Brazil's President Michel Temer, says he will not resign following bribery allegations involving the countries JBS meat scandal (Operation Weak Flesh) two months ago. The allegations have added extreme volatility to Brazil's currency, as well as export expectations, and thereby commodity prices here in the US (find out why in next week's Ag Leaders Webinar).
90 Days: The Trump administration has officially triggered the 90-day countdown to NAFTA renegotiation with a formal notice to Congress of its intent to reopen the trade deal. US Trade Rep Robert Lighthizer said he and the US will now work to, " create an agreement that advances the interest of America's workers, farmers, ranchers, and businesses. Formal talks will begin in August.
Mexico is expected to import a record amount of corn from Brazil this year according to a Mexican government official who was part of delegation that visited South America last week.
Allendale's Rich Nelson identified five other years out of the past 10 with a rain/moisture situation equal in severity to more severe than this year. "From March Prospective Plantings to the June 30 Acreage report corn acreage rose in four out of those five years.
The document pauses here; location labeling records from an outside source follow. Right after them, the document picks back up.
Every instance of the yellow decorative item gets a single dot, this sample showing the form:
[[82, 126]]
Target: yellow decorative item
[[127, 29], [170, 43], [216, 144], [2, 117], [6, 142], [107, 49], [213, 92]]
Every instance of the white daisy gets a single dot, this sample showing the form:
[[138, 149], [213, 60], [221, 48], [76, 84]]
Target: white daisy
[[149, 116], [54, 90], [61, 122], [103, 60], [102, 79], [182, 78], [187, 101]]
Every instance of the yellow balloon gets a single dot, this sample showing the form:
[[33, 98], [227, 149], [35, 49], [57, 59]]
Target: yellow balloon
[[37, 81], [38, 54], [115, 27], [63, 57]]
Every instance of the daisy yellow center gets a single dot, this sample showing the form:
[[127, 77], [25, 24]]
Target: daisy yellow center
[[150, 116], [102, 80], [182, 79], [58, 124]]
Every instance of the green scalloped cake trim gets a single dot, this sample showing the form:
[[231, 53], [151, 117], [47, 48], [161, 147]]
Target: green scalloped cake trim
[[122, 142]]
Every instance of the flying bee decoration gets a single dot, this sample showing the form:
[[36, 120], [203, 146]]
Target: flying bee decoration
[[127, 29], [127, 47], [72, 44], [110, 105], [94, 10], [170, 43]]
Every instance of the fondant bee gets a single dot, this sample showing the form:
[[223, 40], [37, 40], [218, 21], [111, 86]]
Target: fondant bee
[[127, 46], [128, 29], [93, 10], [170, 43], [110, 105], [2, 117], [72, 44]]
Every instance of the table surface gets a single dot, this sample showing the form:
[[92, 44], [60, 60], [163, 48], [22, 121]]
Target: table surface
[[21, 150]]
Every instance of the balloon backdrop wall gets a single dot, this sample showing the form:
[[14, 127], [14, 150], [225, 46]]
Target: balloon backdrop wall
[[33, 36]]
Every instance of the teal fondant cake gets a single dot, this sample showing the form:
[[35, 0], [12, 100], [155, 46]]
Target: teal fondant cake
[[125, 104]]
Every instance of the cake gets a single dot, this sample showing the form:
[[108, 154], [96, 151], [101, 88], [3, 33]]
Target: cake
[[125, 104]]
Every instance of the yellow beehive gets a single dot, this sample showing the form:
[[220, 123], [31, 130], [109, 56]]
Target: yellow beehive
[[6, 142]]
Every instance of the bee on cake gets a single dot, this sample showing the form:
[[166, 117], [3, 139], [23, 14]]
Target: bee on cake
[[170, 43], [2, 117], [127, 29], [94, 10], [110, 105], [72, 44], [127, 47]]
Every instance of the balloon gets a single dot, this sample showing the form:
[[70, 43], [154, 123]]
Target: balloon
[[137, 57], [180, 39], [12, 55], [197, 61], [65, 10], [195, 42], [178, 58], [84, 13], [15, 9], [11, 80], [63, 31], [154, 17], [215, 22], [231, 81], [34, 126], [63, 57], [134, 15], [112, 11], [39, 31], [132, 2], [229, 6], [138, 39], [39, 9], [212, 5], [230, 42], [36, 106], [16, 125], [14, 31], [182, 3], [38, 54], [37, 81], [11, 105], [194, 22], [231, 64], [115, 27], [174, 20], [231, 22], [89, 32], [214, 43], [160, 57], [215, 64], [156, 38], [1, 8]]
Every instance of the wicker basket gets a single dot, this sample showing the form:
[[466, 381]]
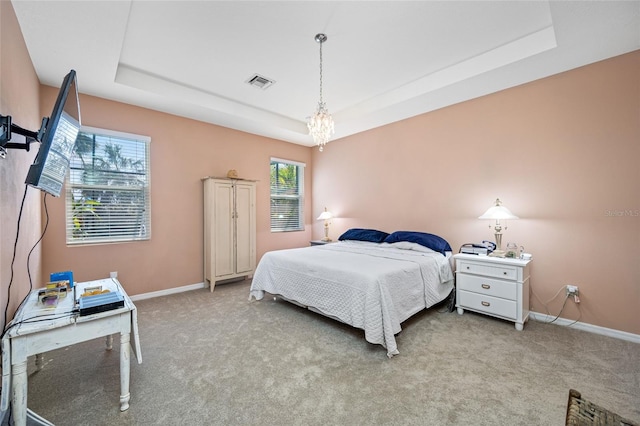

In three of the past five wetter than normal springs, soybeans acres fell from March to the June farmer surveys. 2007 -3.1 million, 2008 -0.3, 2011 -1.4, 2013 0.6, 2015 0.5."
Weekly export sales for the week of May 4 to 11 reported corn sales of 873,332 metric tonnes (705,325 old crop). That was within the 550,000 - 1000,000 trade expectation. We have sold 93% of USDA's whole-year expectation. That is within the 92% to 95% sold by now in the last three years of normal South American crops.
Soybean export sales totaled 396,779 tonnes (355,279 old crop). That was within the 300,000 - 650,000 trade expectation. USDA's total old crop export shipment goal is 2.050 billion bushels. To hit that shipment goal we need to have sales of 2.086 billion. Through yesterday's numbers we have already sold 2.107 billion.
Wheat export sales ran 640,626 tonnes (247,565 old 393,071 new). The trade expectation was 250,000 - 600,000 tonnes. The old crop marketing year ends on May 31.
Managed Money Funds were big sellers yesterday. Traders estimated they sold 8,000 corn contracts, 21,000 soybeans, and 2,000 wheat in yesterday's trade.
Monday's Cold Storage report is estimated to show beef stocks in April to have fallen 18.863 million lbs from the end of March to the end of April. In the past five years the flow has ranged from a 14 million lb drawdown to a 3 million increase. Pork stocks are estimated at 581.173 million lbs at the end of April. That would be 26.1 million over the end of March.
Pork has more riding on the NAFTA agreement than even corn. Allendale forecasts US pork exports at 22% of all production for 2017. Mexico was our top buyer last year taking 31% of all exports.
Dressed beef values were lower with choice down .96 and select down .27. The CME Feeder Index is 142.05. Pork cutout value is down .26.